What to make of news that HSBC, the UK’s biggest bank, is offering new customers a mortgage matching deal from Monday 14 April, which will match expiring fixed-rate deals for another two years?
Other banks are bolting and nailing shut closing their doors to business and putting their mortgage rates up. Have the senior bods at HSBC not been reading the newspapers recently, which only yesterday went crazy over a drop of 2.5% in house prices?
Quite the opposite. HSBC has suffered a little at the hands of sub-prime in the US, but it’s lightly exposed to UK housing, with just a 3% share of the mortgage market. That’s way out of line with its status as our biggest bank and FTSE 100 heavyweight.
HSBC is incredibly well-funded, too. Thanks to legions of diligent Far Eastern savers, it has no need to access the wholesale funding market that’s shut down due to the credit crunch, and which ultimately did for Northern Rock.
HSBC wants the best new mortgage customers
I don’t believe HSBC wants to expand its exposure to Britain’s wobbly housing market too much, however. Rather, it’s using its strength to cherry pick the new best customers, as well as cannily benefiting from free publicity due to its apparent contrariness.

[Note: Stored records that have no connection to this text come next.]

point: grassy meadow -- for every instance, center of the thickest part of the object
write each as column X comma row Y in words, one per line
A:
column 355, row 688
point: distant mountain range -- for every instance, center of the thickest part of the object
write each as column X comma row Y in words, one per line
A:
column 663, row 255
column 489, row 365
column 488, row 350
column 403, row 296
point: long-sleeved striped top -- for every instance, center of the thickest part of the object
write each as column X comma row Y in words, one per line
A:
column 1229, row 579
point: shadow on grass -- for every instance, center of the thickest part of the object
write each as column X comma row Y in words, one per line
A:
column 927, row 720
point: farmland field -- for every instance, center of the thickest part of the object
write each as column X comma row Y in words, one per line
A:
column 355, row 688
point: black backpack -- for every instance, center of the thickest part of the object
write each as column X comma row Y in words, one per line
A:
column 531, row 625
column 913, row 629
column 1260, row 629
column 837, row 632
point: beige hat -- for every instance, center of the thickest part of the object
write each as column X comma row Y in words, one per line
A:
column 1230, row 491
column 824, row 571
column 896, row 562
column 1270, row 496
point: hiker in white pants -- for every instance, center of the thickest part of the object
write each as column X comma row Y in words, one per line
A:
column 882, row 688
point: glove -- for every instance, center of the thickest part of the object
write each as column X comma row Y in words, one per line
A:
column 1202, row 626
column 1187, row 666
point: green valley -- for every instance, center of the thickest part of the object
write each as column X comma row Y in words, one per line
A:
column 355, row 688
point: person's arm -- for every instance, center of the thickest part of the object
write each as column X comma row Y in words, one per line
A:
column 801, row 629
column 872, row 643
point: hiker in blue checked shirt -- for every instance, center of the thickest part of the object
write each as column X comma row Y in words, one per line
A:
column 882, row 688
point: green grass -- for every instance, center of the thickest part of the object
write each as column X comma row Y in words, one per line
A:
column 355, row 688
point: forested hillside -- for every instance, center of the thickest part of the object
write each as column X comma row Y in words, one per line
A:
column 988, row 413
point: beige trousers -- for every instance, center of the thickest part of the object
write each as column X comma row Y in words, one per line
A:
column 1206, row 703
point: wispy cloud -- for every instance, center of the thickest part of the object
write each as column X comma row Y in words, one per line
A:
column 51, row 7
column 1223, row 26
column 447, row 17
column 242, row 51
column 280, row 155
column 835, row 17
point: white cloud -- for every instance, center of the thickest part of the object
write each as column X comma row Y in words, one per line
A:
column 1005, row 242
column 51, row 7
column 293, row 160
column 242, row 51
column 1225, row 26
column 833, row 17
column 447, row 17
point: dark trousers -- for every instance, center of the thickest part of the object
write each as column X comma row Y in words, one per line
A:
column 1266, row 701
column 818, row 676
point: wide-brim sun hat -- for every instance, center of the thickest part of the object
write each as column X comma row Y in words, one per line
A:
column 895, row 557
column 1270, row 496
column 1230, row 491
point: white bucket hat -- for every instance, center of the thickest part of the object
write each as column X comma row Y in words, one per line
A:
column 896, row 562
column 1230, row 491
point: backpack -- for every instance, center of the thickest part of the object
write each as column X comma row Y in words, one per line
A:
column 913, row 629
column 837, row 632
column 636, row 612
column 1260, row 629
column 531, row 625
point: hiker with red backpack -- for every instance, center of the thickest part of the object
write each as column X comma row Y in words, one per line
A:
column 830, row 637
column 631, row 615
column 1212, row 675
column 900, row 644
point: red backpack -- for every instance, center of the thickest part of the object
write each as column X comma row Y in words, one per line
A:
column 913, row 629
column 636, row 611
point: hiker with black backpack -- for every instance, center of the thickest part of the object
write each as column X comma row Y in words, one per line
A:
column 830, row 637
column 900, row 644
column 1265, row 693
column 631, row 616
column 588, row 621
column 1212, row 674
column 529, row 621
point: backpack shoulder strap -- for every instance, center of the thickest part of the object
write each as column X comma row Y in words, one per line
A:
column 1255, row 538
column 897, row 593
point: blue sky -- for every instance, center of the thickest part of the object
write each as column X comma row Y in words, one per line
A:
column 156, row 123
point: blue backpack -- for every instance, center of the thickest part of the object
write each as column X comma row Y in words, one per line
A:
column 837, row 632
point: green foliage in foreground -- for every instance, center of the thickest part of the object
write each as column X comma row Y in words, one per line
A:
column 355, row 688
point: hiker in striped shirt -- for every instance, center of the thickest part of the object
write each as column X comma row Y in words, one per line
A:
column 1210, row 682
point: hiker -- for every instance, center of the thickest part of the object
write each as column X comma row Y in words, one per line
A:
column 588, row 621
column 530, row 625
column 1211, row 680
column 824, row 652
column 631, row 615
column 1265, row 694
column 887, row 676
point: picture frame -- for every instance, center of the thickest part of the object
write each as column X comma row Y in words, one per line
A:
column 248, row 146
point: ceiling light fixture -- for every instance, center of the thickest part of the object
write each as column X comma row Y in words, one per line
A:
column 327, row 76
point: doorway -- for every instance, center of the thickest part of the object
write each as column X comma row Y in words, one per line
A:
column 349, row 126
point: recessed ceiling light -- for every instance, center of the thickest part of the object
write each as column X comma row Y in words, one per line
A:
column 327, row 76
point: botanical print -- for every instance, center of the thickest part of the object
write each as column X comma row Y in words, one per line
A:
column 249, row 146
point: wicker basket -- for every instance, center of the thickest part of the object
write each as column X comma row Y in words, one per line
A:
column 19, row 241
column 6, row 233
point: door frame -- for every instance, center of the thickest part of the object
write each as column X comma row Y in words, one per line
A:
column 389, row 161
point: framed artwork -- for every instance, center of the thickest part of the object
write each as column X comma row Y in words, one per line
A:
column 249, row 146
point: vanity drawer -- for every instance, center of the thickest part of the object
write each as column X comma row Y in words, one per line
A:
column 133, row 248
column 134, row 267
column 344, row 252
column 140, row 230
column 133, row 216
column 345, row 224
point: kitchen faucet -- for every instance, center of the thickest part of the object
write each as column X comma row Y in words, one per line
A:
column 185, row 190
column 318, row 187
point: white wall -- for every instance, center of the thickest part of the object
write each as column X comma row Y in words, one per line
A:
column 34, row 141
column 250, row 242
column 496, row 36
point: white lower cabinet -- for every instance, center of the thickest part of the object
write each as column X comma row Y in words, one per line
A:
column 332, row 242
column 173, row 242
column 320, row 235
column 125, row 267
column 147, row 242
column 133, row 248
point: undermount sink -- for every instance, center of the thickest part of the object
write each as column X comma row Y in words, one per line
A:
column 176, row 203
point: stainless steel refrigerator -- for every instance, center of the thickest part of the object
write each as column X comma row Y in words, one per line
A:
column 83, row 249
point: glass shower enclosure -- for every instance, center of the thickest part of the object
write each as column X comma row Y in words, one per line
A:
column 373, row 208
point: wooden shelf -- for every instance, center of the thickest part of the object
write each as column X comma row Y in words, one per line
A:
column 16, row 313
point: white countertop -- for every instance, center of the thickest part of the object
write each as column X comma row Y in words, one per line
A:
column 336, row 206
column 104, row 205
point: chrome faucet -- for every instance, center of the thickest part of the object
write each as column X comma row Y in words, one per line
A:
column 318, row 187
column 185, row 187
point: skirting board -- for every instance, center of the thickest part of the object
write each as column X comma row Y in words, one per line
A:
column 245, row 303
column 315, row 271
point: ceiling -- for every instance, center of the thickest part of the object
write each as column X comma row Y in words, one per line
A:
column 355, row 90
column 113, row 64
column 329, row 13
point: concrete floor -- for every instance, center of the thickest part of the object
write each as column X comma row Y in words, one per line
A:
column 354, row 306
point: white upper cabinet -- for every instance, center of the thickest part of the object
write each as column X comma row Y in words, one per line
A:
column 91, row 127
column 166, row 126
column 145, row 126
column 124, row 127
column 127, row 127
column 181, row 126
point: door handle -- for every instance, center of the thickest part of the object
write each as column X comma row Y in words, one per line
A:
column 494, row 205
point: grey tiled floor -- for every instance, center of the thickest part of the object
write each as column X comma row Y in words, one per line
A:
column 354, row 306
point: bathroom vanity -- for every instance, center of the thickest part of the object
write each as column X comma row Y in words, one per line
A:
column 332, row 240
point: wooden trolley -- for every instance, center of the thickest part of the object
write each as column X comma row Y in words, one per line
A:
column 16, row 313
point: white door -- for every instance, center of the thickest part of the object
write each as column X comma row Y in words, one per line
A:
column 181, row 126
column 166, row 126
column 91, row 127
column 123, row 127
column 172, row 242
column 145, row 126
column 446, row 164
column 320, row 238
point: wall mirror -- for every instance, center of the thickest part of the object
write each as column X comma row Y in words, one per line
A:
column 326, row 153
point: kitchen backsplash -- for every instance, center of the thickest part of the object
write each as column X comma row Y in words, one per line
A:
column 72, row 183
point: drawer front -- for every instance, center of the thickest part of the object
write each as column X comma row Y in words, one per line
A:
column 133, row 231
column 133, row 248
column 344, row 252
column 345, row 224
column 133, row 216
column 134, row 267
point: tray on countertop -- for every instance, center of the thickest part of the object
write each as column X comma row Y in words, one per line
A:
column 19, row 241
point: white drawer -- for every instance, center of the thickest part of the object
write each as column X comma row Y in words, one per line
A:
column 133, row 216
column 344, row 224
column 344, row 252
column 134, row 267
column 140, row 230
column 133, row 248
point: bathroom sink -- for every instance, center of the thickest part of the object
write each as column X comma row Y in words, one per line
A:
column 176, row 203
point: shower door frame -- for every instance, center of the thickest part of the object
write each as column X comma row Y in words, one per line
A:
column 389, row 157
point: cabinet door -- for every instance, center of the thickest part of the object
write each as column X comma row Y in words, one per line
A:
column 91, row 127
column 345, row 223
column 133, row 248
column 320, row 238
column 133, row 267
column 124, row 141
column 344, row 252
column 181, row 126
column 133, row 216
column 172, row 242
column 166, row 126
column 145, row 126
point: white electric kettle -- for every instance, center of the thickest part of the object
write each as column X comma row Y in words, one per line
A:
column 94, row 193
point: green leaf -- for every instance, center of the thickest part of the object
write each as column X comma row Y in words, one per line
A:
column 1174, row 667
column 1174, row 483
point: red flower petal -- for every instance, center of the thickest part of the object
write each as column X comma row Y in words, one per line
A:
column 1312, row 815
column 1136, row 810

The small print excludes all but the best customers:
- A 20% deposit is required to qualify for the new deal
- You’ll need to pay a hefty fee
- The maximum loan is £250,000
- According to the BBC’s Working Lunch, you’ll also need to open a current account with HSBC
The deal does look very attractive if you do qualify; the lowest rate it will match is 4.54%, which is extremely competitive in the current climate.
HSBC says the deal will only be available for five weeks from Monday, so keep an eye on the HSBC website if you’re interested.